If you have $3$ vectors in $\mathbb{R}^5$, you know immediately there will be $2$ free variables because there will be $2$ full rows of $0's$ when the matrix is reduced.

Since the vectors are linearly independent, only the trivial solution exists for the independent variables, i.e you can comfortably place $0's$ in many of the vector indices for the solution set without much thought.

All that would be left to do is to place a $1$ in the index of each free variable for their respective vector in the solution set.

The span of these vectors will form the basis without the need to row reduce.

 

[ELB27]

I want to clarify what I said earlier, I feel as if I was a little ambiguous.

If you know the vectors are linearly independent, then you know what the final form of the matrix will look like when you reduce $A \vec x = \vec 0$ before you even reduce it.

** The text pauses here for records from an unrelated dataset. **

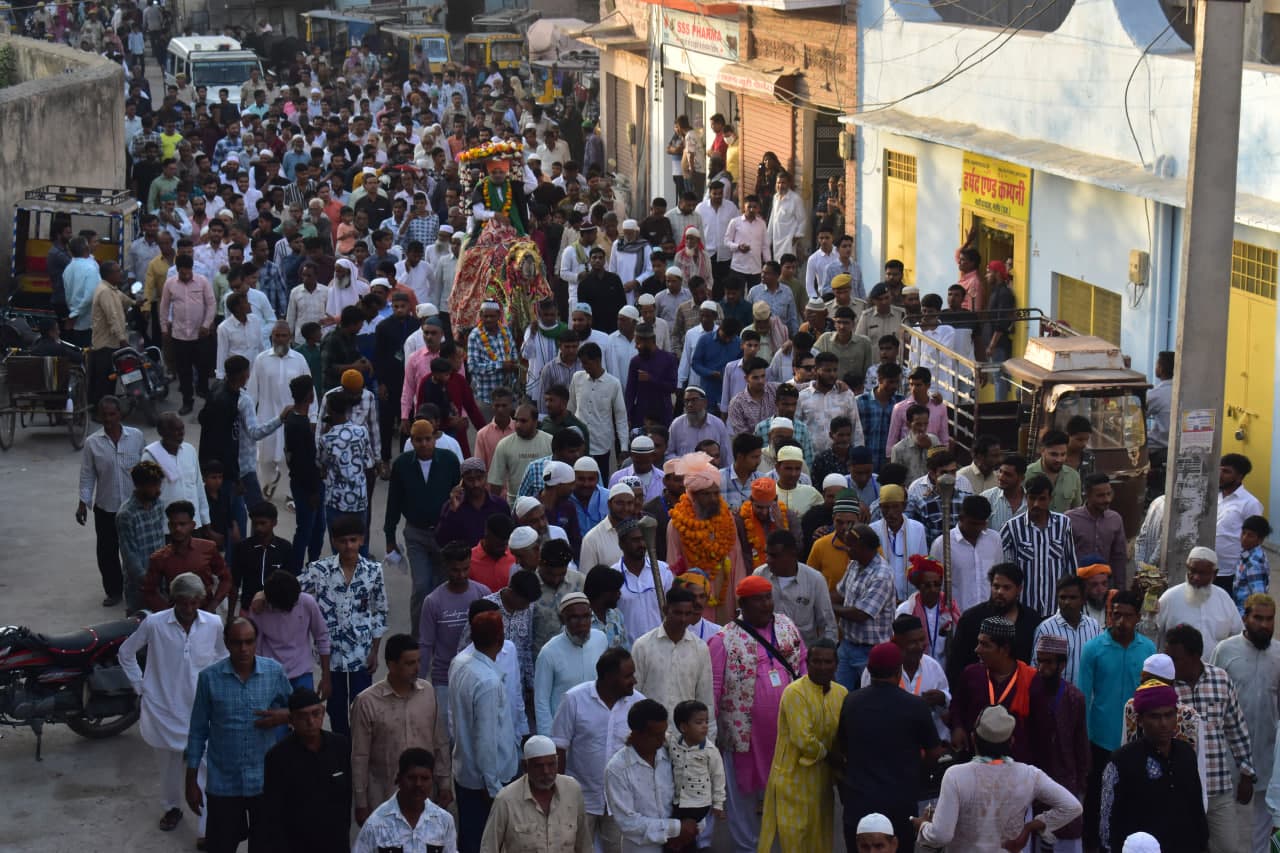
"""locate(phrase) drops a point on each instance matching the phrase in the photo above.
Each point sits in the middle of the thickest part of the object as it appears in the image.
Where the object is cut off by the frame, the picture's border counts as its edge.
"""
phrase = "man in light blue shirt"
(1110, 671)
(484, 733)
(566, 660)
(240, 701)
(80, 281)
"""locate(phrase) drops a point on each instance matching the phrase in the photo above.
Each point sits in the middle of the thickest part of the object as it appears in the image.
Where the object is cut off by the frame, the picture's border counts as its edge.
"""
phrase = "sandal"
(169, 822)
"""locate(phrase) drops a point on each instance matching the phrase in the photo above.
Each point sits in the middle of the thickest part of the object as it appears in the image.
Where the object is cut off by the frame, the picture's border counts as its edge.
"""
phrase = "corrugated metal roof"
(1064, 162)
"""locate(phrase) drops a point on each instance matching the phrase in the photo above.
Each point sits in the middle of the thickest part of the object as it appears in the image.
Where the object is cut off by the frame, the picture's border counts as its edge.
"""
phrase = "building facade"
(1065, 153)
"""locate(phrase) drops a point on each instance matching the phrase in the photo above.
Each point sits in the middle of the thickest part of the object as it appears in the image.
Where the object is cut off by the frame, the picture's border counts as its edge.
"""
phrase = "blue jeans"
(850, 664)
(474, 807)
(999, 355)
(424, 566)
(346, 688)
(309, 536)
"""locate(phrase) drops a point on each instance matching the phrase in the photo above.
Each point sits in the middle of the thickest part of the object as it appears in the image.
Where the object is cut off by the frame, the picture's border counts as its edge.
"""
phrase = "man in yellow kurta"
(799, 802)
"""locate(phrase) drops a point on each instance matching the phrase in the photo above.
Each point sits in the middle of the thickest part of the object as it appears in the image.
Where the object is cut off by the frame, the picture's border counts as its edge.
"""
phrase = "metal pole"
(1196, 432)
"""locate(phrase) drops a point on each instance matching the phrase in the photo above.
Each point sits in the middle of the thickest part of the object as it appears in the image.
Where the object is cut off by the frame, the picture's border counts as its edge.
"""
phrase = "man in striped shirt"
(1070, 623)
(1040, 542)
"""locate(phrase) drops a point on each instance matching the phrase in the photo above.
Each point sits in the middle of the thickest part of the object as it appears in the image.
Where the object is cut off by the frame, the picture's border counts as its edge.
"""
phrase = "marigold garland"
(755, 530)
(707, 542)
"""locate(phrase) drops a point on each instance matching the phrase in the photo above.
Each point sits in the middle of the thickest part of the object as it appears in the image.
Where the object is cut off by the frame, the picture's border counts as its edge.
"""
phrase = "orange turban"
(764, 489)
(919, 566)
(753, 585)
(352, 381)
(1095, 569)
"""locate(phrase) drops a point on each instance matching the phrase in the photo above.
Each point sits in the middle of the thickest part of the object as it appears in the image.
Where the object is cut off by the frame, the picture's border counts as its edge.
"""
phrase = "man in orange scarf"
(760, 516)
(702, 534)
(999, 678)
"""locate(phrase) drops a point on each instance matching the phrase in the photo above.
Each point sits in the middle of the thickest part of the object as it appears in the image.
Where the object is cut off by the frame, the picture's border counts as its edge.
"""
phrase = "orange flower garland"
(707, 542)
(755, 530)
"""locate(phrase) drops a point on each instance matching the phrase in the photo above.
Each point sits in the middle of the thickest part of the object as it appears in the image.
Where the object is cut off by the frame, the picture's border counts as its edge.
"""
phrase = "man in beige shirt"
(109, 329)
(539, 812)
(389, 717)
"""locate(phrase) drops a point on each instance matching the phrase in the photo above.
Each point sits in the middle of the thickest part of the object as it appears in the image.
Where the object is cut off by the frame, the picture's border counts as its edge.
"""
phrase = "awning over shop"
(604, 35)
(1060, 160)
(759, 77)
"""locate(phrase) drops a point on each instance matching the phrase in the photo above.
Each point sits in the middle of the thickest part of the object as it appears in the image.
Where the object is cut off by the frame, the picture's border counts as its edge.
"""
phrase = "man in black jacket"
(603, 291)
(307, 784)
(389, 338)
(1151, 784)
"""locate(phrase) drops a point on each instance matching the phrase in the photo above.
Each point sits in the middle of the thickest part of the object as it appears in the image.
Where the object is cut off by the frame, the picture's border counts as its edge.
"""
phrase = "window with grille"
(1253, 269)
(1088, 309)
(900, 167)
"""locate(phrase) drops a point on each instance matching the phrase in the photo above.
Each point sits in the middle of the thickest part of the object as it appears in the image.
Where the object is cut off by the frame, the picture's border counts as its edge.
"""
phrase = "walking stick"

If you have $3$ vectors in $\mathbb{R}^5$, you know immediately there will be $2$ free variables because there will be $2$ full rows of $0's$ when the matrix is reduced.

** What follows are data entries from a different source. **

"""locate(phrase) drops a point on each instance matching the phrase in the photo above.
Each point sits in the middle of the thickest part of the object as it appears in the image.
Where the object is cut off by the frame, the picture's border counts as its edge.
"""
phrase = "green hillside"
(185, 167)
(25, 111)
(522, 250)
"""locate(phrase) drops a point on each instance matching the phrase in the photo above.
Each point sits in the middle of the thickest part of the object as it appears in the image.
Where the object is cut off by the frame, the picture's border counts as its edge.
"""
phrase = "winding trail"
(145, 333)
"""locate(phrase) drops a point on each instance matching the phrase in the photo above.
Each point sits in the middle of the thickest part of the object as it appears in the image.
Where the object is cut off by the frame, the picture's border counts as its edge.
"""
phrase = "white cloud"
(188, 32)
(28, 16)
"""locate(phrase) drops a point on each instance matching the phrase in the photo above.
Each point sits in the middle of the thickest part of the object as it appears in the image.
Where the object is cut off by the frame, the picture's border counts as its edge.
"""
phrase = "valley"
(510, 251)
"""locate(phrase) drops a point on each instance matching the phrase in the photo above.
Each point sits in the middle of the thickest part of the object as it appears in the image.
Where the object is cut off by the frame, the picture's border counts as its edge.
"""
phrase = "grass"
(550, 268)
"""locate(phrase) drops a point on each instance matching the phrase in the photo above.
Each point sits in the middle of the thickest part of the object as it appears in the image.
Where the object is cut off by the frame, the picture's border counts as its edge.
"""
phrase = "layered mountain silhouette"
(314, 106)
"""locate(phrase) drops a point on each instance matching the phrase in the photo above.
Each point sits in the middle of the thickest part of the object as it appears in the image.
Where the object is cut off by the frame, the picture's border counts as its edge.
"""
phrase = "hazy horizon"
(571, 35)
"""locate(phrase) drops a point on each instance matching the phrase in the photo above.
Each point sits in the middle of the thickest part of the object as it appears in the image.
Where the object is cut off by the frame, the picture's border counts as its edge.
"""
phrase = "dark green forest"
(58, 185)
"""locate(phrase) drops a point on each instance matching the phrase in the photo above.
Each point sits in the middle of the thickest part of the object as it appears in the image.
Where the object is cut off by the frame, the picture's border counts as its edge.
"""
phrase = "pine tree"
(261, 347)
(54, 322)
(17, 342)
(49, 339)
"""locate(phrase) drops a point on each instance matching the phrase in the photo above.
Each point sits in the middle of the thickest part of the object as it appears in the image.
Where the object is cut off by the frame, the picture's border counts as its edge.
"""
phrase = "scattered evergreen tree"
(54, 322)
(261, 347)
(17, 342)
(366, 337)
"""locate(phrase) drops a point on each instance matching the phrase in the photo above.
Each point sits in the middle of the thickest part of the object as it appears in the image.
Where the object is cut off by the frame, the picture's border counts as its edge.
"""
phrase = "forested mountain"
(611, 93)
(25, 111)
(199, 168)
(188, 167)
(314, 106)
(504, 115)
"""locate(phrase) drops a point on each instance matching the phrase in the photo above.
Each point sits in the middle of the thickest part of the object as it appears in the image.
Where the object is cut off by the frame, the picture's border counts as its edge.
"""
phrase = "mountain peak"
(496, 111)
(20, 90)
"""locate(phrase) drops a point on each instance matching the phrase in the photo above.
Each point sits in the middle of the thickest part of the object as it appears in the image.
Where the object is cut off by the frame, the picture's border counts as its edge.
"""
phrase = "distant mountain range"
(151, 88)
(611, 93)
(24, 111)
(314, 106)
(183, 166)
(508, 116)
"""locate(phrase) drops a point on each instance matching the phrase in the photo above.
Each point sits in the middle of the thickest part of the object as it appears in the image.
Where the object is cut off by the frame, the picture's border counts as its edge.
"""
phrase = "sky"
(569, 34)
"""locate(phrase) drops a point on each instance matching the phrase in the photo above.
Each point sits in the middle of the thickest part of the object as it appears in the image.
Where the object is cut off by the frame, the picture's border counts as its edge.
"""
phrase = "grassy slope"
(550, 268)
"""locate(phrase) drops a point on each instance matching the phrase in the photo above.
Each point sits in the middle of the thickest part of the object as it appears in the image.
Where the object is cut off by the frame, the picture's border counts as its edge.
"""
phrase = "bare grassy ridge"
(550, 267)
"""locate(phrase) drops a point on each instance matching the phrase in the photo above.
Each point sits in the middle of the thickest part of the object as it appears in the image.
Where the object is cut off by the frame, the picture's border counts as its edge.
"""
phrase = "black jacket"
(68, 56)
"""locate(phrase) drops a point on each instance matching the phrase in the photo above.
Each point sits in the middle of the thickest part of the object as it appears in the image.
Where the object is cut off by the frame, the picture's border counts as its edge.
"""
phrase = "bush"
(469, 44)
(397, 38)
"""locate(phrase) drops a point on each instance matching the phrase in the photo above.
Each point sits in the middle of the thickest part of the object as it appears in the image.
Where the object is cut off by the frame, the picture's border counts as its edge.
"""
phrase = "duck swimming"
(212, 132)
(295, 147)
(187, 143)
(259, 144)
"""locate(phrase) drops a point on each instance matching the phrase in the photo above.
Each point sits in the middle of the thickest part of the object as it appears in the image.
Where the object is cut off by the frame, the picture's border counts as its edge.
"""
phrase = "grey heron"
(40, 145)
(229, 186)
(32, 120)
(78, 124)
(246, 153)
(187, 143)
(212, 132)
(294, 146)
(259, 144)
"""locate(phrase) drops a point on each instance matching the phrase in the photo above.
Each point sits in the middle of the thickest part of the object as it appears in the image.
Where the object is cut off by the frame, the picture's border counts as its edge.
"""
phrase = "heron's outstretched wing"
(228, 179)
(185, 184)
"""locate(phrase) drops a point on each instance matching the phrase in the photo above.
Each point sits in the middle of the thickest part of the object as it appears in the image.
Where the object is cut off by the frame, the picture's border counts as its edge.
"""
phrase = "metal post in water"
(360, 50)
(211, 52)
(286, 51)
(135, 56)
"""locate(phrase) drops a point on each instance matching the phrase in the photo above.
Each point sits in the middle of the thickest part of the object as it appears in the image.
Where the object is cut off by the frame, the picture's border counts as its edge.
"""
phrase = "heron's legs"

Since the vectors are linearly independent, only the trivial solution exists for the independent variables, i.e you can comfortably place $0's$ in many of the vector indices for the solution set without much thought.

All that would be left to do is to place a $1$ in the index of each free variable for their respective vector in the solution set.

The span of these vectors will form the basis without the need to row reduce.

I think I get it now. Basically, assuming linear independence of the first 3 vectors, the two remaining vectors must be from the standard basis in $\mathbb{R}^5$ and all that's left is to find which ones?

 

[Mark44]

If you have $3$ vectors in $\mathbb{R}^5$, you know immediately there will be $2$ free variables because there will be $2$ full rows of $0's$ when the matrix is reduced.

You will have at least 2 free variables, since the three vectors might be linearly dependent (coplanar or even collinear). In the previous paragraph you made the assumption that the three vectors were linearly independent, in which case the sentence above is correct, but I wasn't sure if that assumption still held in the next paragraph.For clarity, you might have written, "If you have $3$ linearly independent vectors in $\mathbb{R}^5$, you know immediately there will be $2$ free variables..."

 

[vela]

If I were to do a) first, I would put the 3 vectors in a matrix, get it to echelon form by row reduction and note that there is a pivot in every column.

A better approach would be to start with the definition of linear independence and think more generally about how to solve the system of equations rather than resorting to using matrices. To show linear independence, you want to solve
$$c_1\begin{pmatrix} 2\\1\\1\\5\\3\end{pmatrix} + c_2 \begin{pmatrix} 3\\2\\0\\0\\0 \end{pmatrix} + c_3 \begin{pmatrix} 1\\1\\50\\921\\0\end{pmatrix} = 0.$$ You should be able to see by inspection that $c_1=0$. And it's pretty easy to show $c_2 = c_3 = 0$ follows with virtually no calculating.

 

[ELB27]

A better approach would be to start with the definition of linear independence and think more generally about how to solve the system of equations rather than resorting to using matrices. To show linear independence, you want to solve
$$c_1\begin{pmatrix} 2\\1\\1\\5\\3\end{pmatrix} + c_2 \begin{pmatrix} 3\\2\\0\\0\\0 \end{pmatrix} + c_3 \begin{pmatrix} 1\\1\\50\\921\\0\end{pmatrix} = 0.$$ You should be able to see by inspection that $c_1=0$. And it's pretty easy to show $c_2 = c_3 = 0$ follows with virtually no calculating.

Ah, that's the simplicity I was looking for! (Is 'by inspection' a valid formal argument?) $c_1=0$ because of the $3$ in the bottom of $\vec{v}_1$, $c_3=0$ because of the $921$ and $c_2=0$ because it's the last left standing, right? As for a possible completion to a basis, by inspection I think that these two will work: $\vec{v}_4 = (0,0,1,0,0)^T ; \vec{v}_5 = (0,1,0,0,0)^T$ or $\vec{v}_5 = (1,0,0,0,0)^T$.